South Africa plans motor industry boost

11 years, 7 months ago - 13 October 2011, Wheels News
South Africa plans motor industry boost
South Africa’s The Department of Trade and Industry wants to raise domestic production and employment in the motor industry by designating vehicles for purchase by government departments.

Speaking at the opening of the Johannesburg International Motor Show at the Expo Centre, Nasrec on October 10, 2011, trade and industry minister Rob Davies said - starting with buses - certain vehicles would be designated to be bought by government departments as part of a plan to leverage sales of SA-made goods and added the new “preferential procurement regulations” would come into effect on December 7, 2011.

“The South African automotive industry – manufacturing and retail – contributes at least six percent to the country’s gross domestic product and the sector’s exports constitute almost 12 percent of total exports,” Davies said.

This strong position was made possible by government support through the Motor Industry Development Programme, he added.

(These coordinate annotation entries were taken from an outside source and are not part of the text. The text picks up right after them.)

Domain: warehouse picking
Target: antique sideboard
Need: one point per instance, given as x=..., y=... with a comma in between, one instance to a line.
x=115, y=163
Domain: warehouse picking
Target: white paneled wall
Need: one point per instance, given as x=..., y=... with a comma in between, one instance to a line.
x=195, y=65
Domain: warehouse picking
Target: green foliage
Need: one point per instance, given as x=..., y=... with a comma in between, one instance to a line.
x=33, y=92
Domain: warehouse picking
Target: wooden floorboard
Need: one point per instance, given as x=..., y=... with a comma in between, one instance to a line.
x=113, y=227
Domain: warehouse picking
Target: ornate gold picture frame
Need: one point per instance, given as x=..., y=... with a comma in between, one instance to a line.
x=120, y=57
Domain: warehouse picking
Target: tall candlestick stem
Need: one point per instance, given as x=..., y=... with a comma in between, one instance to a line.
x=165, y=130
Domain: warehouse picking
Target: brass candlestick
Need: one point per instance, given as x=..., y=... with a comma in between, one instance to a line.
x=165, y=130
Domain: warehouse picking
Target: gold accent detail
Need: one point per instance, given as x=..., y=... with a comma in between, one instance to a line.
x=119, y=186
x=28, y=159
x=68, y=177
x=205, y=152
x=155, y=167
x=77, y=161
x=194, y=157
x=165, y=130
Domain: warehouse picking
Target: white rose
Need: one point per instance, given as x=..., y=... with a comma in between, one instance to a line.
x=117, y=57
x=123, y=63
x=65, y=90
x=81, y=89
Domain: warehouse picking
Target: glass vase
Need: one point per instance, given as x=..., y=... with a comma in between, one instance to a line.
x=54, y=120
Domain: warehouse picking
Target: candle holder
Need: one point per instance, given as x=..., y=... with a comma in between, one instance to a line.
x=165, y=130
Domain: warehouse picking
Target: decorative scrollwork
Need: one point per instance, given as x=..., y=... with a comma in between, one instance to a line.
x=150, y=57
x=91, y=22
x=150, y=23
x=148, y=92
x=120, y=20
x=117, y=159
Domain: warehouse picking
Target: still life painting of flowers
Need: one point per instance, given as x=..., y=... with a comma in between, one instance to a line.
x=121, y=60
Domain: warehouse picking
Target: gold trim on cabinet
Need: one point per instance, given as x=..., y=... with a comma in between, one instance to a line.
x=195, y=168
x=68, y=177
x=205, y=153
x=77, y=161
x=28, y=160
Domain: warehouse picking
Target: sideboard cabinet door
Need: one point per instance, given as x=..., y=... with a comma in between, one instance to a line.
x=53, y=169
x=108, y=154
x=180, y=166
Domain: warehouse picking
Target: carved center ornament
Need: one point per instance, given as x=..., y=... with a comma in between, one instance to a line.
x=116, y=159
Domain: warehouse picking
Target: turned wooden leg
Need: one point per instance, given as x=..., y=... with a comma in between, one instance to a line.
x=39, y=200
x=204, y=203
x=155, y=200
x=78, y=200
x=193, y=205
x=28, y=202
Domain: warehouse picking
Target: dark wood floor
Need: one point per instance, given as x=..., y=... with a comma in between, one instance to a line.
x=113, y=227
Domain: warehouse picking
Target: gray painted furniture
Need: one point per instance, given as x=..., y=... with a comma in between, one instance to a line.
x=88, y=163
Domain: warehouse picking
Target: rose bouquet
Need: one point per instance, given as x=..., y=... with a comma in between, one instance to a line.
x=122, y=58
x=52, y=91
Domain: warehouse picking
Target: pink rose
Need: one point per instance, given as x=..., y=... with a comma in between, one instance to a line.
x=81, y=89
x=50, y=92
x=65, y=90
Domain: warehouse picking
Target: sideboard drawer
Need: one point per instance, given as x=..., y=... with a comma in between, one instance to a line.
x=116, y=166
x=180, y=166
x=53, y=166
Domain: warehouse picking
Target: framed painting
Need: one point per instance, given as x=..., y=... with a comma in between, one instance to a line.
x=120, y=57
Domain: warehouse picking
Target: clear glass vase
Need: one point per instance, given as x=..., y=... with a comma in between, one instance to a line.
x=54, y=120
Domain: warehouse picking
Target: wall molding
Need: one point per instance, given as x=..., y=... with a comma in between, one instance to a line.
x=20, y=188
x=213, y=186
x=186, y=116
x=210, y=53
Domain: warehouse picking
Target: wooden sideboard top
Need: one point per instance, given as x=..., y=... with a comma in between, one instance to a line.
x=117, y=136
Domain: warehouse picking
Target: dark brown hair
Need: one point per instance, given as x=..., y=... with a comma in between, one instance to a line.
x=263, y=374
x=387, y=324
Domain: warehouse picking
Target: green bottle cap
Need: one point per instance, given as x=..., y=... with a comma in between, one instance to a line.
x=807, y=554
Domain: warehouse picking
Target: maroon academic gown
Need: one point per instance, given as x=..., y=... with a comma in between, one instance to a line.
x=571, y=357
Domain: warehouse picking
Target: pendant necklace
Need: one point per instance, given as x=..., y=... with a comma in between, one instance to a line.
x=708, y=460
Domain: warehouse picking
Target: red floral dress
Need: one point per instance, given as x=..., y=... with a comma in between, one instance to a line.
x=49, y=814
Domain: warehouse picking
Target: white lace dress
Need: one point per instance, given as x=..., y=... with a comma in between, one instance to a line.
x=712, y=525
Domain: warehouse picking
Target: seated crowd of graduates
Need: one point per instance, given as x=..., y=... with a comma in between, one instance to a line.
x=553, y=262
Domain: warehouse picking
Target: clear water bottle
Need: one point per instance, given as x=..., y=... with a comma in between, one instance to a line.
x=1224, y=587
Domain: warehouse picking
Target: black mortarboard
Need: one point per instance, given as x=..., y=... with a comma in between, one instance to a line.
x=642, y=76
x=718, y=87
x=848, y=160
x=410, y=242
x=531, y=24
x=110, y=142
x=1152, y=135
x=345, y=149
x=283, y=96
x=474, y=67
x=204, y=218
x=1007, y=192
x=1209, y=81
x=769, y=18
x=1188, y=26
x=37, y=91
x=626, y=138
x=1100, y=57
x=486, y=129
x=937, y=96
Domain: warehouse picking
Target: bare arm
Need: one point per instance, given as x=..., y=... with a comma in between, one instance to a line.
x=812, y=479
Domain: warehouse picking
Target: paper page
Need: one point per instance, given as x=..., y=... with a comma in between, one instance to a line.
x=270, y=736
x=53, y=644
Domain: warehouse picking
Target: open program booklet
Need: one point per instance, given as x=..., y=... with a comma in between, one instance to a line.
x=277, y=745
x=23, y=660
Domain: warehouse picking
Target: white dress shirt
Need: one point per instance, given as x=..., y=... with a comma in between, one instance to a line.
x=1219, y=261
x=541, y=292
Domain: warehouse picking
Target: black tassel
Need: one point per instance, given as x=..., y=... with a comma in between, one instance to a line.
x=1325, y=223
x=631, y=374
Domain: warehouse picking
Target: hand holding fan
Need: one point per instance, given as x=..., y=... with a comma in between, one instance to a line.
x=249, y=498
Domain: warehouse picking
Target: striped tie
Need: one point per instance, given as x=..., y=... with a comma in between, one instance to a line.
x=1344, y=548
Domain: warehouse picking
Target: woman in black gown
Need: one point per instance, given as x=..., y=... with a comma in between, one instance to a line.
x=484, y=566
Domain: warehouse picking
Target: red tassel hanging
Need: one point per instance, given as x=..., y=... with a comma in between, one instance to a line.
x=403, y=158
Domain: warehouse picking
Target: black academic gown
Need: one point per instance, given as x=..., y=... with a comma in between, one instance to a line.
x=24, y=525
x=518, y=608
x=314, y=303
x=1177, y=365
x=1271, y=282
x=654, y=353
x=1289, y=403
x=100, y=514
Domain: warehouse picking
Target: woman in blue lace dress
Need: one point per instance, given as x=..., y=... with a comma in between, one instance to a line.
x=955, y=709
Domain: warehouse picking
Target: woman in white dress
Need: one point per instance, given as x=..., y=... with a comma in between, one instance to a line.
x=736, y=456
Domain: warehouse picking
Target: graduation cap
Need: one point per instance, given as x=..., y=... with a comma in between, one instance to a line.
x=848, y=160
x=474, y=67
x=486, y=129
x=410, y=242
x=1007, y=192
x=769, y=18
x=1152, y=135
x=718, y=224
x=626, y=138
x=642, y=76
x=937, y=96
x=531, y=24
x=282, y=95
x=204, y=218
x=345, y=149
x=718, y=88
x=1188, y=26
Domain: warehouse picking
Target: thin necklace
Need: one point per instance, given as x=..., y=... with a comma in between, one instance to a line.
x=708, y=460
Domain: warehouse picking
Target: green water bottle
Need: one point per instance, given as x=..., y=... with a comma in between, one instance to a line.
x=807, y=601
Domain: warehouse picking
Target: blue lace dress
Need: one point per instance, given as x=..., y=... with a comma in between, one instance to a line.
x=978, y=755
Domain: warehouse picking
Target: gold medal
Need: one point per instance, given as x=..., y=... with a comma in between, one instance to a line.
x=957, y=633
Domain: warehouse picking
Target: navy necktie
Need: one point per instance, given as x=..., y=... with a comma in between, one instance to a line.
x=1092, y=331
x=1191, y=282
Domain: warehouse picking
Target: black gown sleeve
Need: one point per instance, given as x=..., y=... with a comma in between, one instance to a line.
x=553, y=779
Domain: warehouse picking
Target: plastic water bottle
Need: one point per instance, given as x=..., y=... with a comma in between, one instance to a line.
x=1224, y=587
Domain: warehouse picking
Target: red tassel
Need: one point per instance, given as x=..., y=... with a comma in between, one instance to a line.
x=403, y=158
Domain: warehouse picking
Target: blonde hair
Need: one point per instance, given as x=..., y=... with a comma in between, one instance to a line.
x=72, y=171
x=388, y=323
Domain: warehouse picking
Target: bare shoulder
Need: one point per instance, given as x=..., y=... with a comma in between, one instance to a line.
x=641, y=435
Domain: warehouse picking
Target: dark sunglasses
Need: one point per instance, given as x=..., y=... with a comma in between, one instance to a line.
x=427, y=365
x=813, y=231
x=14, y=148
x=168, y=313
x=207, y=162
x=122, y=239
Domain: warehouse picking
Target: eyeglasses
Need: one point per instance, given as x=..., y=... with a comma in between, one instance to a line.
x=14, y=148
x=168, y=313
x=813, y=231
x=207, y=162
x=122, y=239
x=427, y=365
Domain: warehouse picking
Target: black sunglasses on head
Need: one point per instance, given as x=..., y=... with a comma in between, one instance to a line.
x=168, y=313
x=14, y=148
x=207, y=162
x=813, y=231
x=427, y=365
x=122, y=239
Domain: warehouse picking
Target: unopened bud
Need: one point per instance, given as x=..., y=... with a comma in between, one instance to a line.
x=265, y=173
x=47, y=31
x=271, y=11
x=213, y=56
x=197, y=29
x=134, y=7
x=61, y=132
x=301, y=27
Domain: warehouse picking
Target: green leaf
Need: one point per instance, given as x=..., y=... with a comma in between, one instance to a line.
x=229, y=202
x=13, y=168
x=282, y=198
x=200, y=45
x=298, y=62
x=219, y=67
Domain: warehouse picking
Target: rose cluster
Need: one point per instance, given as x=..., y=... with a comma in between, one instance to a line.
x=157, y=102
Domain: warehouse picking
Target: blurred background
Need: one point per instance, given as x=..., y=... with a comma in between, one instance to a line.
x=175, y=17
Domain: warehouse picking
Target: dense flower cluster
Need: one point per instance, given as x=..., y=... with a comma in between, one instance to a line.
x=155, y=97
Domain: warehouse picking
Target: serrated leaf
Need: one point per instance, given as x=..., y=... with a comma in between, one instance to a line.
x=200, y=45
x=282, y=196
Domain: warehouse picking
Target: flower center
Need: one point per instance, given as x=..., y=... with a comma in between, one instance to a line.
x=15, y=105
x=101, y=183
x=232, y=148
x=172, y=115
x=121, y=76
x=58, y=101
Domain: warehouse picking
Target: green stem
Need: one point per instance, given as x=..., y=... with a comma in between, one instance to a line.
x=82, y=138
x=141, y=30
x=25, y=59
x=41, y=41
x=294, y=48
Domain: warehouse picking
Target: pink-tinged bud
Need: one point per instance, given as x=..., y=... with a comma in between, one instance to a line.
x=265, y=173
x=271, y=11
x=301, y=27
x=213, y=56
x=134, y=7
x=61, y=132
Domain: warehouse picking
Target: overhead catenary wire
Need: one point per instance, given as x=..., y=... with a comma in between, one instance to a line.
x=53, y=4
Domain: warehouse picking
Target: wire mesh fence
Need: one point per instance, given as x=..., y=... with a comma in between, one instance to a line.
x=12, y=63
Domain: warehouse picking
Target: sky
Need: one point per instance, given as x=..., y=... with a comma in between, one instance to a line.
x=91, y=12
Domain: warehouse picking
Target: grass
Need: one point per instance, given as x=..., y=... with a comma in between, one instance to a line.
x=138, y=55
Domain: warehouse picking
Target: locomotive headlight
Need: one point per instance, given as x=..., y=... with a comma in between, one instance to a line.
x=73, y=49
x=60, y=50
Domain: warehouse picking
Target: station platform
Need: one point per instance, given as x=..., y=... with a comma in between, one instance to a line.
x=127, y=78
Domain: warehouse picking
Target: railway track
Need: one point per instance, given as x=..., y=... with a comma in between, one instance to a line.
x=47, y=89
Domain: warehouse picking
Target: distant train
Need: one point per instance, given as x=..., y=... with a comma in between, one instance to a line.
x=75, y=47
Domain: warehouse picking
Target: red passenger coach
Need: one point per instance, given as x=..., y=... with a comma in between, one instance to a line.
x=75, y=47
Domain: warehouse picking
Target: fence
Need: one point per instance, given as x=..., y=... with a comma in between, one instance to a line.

Investment under the programme since 2000 totalled R32-billion. It will be replaced by the Automotive Production and Development Programme (APDP) in 2013. 

About 90 000 people are employed directly in automotive manufacturing, another 200 000 in the retail and aftermarket sectors. Expanding automotive manufacturing to produce 1.2-million vehicles a year by 2020, with the resultant expansion of the component manufacturing industry, are among the key objectives of 2013’s APDP.  

Also speaking at the event was the president of the National Association of Automobile Manufacturers of SA (NAAMSA), David Powels, who said JIMS 2011 was taking place during an immensely challenging time in the global economy and it would be naïve to believe that SA was distanced from the global economic woes.

He added that the South African motor industry will illustrate how it has restructured and aligned itself to the complex challenges facing the global motor industry around the world.

“The South African motor industry remains one of the most competitive in the world. It is intensely competitive and demanding with over 1300 models and 61 marques competing for what is, in global terms, a relatively small market. The South African consumer justifiably demands an outstanding product and, equally, the highest levels of after sales service.

“The motor show will be used not only to showcase the South African motor industry and to project its global competitiveness but also to launch new products, technologies and services to a demanding, but highly involved consumer. The outlook for the South African domestic market remains relatively positive with steady growth being forecast in the medium term,” Powels concluded.